I turned to moralise with Savage, but he was gone. You never can speak to anybody in London for more than five minutes together, and I walked out of the yard musing upon man’s weakness and woman’s power, on the uncertain tenure by which a bachelor holds his freedom, on the common lot, and how nobody is safe. “I never would have believed it of Sawyer,” methought, as I turned meditatively into Piccadilly; but then I did not know he had been out gathering violets in seductive company, with his arm in a sling.

Turning into Sam’s Library, with intent to secure a stall at the French play for my niece, I politely awaited the leisure of a very smartly-dressed lady examining the plan of the Opera House, and bending studiously over the same at the counter. Her cavalier, a thick-set man, attired with considerable splendour, was engrossed in a volume which he had taken up, as it would appear, to wile away a long and tedious interval of consultation between his companion and the shopman. The lady looked up first, and under her little white bonnet with its innocent bride-like lilies-of-the-valley, I discovered a pretty dark-eyed face, such as ere this has tempted many a son of Adam, forgetful of his progenitor’s mishaps, into the commission of matrimony.
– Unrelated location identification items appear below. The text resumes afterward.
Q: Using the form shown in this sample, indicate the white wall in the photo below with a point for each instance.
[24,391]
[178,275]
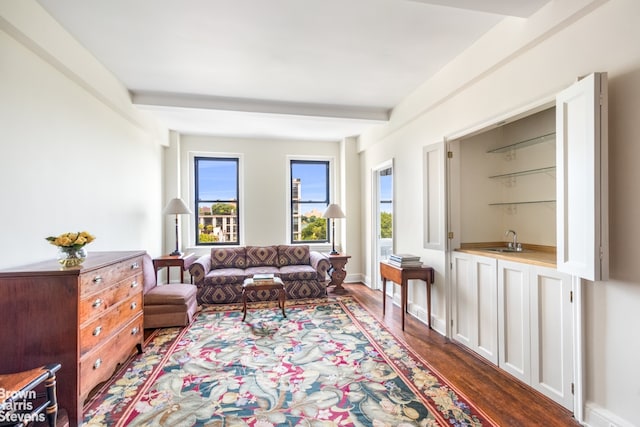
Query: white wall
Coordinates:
[264,175]
[75,154]
[519,65]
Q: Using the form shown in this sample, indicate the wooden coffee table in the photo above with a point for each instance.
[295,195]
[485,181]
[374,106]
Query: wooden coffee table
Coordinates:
[249,286]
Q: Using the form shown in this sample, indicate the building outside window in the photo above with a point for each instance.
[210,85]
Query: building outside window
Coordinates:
[309,199]
[216,199]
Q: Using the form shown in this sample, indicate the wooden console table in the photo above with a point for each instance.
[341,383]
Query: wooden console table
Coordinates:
[337,272]
[401,275]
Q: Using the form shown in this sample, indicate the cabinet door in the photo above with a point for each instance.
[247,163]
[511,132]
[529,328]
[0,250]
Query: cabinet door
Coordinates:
[551,334]
[463,299]
[486,280]
[475,319]
[514,330]
[581,166]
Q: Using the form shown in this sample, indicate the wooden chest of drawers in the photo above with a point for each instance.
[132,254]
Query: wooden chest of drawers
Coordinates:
[89,319]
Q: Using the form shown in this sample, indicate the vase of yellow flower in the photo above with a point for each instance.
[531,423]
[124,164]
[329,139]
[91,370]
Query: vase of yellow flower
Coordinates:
[71,247]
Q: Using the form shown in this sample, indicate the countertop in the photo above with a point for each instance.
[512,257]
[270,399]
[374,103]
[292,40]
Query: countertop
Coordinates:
[544,256]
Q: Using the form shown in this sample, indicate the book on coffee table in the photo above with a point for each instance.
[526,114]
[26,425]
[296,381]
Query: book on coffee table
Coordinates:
[263,278]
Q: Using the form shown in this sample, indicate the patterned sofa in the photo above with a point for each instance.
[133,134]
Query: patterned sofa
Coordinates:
[219,276]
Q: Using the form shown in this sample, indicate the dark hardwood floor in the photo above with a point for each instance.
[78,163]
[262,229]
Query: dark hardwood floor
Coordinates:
[503,398]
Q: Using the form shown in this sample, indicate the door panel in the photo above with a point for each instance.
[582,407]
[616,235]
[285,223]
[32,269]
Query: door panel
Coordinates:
[582,171]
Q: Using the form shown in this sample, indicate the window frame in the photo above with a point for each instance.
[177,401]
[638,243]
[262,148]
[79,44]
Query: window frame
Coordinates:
[197,200]
[329,167]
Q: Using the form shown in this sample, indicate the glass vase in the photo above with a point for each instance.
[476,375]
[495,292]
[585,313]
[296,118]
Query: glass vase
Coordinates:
[70,256]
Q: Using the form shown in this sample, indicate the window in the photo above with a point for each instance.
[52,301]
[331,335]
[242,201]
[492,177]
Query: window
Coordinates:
[309,199]
[216,198]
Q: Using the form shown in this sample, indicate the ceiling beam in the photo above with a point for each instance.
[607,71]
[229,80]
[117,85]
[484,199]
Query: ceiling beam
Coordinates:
[203,102]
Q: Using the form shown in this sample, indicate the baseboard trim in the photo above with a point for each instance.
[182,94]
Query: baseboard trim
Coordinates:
[597,416]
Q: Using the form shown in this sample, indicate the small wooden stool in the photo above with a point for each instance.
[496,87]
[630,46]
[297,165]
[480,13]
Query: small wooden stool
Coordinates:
[249,285]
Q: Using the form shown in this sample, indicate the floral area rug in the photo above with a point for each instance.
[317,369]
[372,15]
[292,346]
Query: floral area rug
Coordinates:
[328,363]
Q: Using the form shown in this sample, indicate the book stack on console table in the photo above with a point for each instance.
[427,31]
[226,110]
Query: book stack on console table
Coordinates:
[405,260]
[263,279]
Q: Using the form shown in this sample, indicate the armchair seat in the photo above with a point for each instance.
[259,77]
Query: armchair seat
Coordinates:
[166,305]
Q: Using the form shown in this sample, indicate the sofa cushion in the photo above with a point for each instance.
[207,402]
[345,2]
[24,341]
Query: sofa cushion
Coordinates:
[298,272]
[175,294]
[293,255]
[262,255]
[228,258]
[224,276]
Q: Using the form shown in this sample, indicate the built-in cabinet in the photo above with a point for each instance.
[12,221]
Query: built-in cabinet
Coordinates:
[475,309]
[519,317]
[539,166]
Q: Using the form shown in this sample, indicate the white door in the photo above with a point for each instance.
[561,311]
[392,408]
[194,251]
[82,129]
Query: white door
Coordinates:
[582,175]
[514,330]
[382,218]
[474,306]
[551,334]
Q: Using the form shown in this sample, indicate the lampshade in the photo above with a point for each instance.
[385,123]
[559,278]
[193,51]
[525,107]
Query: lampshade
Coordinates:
[333,211]
[176,207]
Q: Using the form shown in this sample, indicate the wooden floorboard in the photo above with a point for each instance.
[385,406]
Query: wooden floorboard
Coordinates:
[504,399]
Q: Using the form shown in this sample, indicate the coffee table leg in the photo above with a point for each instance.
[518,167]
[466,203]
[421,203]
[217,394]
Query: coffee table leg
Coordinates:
[283,297]
[244,304]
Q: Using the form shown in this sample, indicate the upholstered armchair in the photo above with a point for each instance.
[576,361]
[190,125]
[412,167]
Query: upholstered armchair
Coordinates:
[166,305]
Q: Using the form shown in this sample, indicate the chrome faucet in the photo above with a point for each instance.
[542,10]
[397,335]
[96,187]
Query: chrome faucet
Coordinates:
[513,245]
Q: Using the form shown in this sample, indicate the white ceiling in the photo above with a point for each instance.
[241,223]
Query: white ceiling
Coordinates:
[303,69]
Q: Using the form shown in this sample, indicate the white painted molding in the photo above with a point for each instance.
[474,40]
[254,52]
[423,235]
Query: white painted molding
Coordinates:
[181,100]
[597,416]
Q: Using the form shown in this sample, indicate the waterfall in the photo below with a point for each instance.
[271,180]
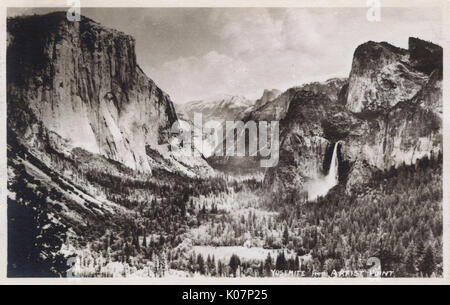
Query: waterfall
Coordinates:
[321,185]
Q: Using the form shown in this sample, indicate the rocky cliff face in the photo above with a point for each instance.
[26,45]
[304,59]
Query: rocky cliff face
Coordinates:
[77,84]
[277,108]
[268,96]
[388,114]
[220,108]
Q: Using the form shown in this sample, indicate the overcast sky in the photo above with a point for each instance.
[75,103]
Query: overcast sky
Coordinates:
[195,53]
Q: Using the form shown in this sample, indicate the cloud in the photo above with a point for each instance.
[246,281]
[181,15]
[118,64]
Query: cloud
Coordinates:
[280,48]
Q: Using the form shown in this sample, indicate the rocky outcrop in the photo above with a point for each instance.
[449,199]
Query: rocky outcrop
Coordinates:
[220,108]
[77,84]
[268,96]
[388,114]
[277,108]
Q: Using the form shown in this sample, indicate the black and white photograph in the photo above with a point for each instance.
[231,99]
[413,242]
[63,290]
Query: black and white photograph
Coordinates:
[211,143]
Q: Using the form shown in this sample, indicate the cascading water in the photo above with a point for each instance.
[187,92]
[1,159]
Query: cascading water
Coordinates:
[321,186]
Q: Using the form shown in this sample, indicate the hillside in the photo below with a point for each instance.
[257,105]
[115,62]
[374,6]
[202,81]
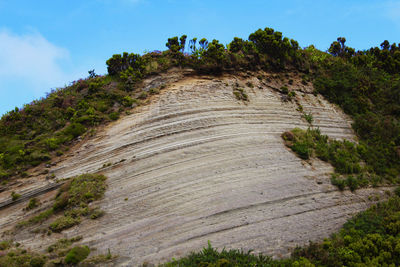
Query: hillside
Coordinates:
[200,156]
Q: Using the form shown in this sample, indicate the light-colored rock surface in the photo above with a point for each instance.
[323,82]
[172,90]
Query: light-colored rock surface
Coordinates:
[196,165]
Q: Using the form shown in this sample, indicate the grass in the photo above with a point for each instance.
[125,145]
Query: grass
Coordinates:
[345,156]
[32,204]
[371,238]
[72,201]
[77,254]
[240,94]
[15,196]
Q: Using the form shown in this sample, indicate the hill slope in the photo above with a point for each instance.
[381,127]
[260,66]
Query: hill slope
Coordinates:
[197,164]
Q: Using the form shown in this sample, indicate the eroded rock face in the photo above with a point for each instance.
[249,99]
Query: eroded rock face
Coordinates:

“An’t you ready yet?” she inquired, addressing her cavalier with just the slightest possible turn of asperity, to give piquancy, as it were, to the dregs of honey still remaining from the moon. “An’t you ready?” she repeated in a sharper key, perceiving the student so engrossed as to be unconscious of her observation. This time there was more of the vinegar and less of the honey, and he started to “attention” forthwith.

“Quite ready, dearest,” was the reply in the most submissive of tones, as he laid his book down upon the counter and disclosed to my astonished view the features of my old friend John Standish Sawyer.
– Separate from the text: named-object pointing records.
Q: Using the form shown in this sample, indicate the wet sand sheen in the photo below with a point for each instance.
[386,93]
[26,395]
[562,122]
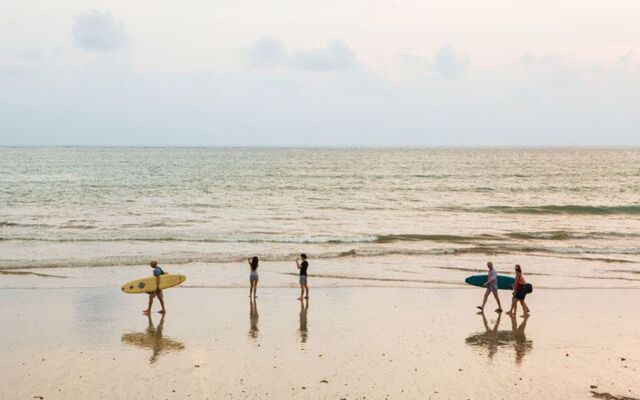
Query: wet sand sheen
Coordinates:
[344,343]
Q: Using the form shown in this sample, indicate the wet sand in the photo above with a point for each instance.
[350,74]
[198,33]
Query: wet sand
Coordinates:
[346,343]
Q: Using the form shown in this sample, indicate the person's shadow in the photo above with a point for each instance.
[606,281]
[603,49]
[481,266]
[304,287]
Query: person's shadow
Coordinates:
[153,339]
[493,339]
[303,330]
[253,319]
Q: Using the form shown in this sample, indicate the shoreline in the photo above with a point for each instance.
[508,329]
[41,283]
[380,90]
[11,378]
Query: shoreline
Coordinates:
[377,342]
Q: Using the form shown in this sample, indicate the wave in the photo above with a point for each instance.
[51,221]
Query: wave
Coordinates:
[579,253]
[380,239]
[633,209]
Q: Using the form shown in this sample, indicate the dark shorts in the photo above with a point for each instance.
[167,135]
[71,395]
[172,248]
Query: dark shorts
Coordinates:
[520,293]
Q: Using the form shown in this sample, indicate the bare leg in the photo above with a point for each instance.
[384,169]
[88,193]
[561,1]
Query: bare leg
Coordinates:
[484,301]
[495,294]
[148,310]
[524,306]
[161,298]
[514,307]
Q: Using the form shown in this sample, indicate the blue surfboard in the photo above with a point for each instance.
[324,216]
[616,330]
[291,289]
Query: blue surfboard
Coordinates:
[504,282]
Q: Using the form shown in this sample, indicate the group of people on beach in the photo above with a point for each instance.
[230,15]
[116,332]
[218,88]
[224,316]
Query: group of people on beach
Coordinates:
[520,287]
[520,290]
[302,265]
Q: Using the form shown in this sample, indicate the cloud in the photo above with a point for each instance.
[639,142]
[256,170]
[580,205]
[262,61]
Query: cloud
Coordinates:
[449,63]
[270,52]
[98,31]
[267,52]
[336,56]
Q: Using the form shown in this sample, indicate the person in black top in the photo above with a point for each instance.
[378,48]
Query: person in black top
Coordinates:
[303,264]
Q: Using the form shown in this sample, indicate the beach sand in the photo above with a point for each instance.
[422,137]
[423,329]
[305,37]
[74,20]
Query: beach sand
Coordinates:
[349,343]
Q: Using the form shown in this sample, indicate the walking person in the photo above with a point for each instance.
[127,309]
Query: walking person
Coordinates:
[520,290]
[253,276]
[303,264]
[492,287]
[157,272]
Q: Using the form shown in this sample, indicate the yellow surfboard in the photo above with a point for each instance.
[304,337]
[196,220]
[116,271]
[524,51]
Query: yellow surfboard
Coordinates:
[147,285]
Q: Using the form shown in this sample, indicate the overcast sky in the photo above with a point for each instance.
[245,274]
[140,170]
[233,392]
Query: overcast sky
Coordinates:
[320,73]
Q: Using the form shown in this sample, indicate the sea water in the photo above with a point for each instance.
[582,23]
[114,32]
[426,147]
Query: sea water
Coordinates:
[419,217]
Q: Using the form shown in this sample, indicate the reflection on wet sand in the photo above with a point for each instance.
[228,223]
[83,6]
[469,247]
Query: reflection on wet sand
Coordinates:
[304,333]
[253,318]
[152,339]
[492,339]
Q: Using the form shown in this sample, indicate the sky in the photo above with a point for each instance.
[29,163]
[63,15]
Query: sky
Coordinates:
[320,73]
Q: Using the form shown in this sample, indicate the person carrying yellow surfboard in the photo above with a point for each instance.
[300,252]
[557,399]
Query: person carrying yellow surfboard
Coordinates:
[157,271]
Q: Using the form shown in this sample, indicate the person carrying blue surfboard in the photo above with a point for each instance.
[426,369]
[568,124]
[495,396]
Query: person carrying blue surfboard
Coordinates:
[492,287]
[157,272]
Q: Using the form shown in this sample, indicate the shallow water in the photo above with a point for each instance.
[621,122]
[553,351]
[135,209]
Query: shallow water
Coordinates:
[365,216]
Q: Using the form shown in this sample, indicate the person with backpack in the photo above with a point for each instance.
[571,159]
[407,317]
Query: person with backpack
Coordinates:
[253,276]
[157,272]
[520,289]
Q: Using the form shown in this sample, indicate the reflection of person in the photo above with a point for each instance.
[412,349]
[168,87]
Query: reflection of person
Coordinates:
[253,318]
[253,276]
[520,343]
[156,335]
[492,338]
[304,333]
[492,287]
[302,266]
[519,293]
[157,272]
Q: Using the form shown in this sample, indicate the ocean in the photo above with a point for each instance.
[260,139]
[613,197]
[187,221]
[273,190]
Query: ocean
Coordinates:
[87,217]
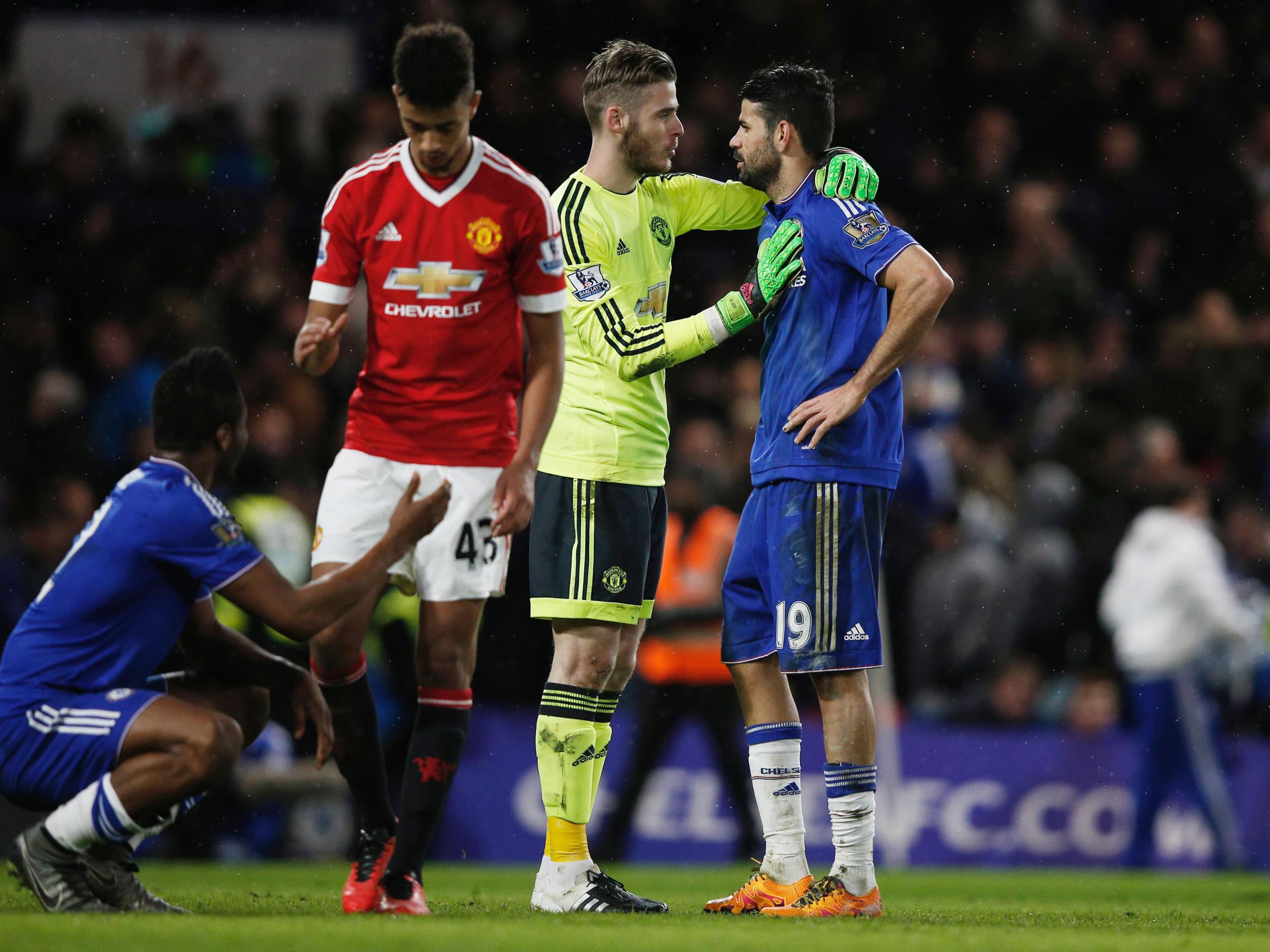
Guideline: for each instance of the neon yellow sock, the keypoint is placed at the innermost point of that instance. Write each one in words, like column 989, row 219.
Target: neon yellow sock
column 565, row 744
column 605, row 707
Our greeting was of the most cordial. I was presented in due form to the bride, who vouchsafed me so sweet a smile as made me wonder less than ever at Mr. Sawyer’s subjugation. After putting her into the hired brougham that was in waiting for them, he lingered for a moment to tell me of his late-won happiness. “The horses go up to-day,” said he, “and I cannot affirm that I am sorry for it. With such an attraction at home, a man don’t want to go out hunting. I don’t think somehow I shall ever care to ride to hounds again!”

As I turned back into the shop, the book my friend had been studying so assiduously lay upon the counter. I took it up with a pardonable curiosity. It was the “Life of Thomas Assheton Smith, Esq.”

I shall expect to hear of Sawyer’s buying two or three hunters yet, before November.